Tanzinia Tanzania

The University of Virginia's collaboration with Kilimanjaro Christian Medical Centre in Moshi, Tanzania, has been growing since 2002, when Dr. Eric Houpt lived there and began research on the burden of parasitic infection on AIDS patients.

Many patients were suffering from Cryptosporidium diarrhea, but surprisingly others were only carriers. This illustrated a fundamental question in infectious diseases, which is why some infections lead to disease while others do not. We were able to attribute part of the variation in clinical symptoms to parasite sub-species, and have found the same paradigm to be true for Giardia infection in Bangladesh. Detecting intestinal infections to the sub-species level is not trivial and we have had to develop new molecular diagnostic tests to perform this work. These tools are developed in the lab at UVa and then transported to Tanzania for evaluation. Fortuitous side effects of this work are that technical capacity is improved there and enrolled patients receive a much better diagnosis than they would otherwise, which translates to better treatment.

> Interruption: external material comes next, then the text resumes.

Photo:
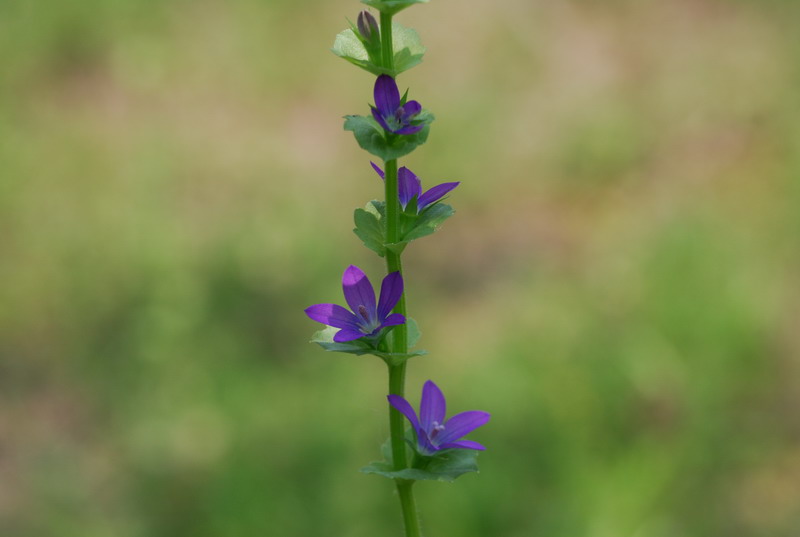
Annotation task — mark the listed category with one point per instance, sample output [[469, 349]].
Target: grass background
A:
[[619, 286]]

Projects have proliferated in Moshi and as of 2006-2007, 10 UVa students or residents have performed clinical or research rotations there. Presently we are examining whether screening for subspecies infection in advanced Tanzanian AIDS patients can lead to a preemptive strategies that minimizes diarrhea, which would otherwise become a death sentence there. We have recently completed a characterization of the burden of cryptococcal meningitis (which is huge) and are now scaling up a tuberculosis early-diagnosis project via Tb DNA capture and real-time PCR of sputum.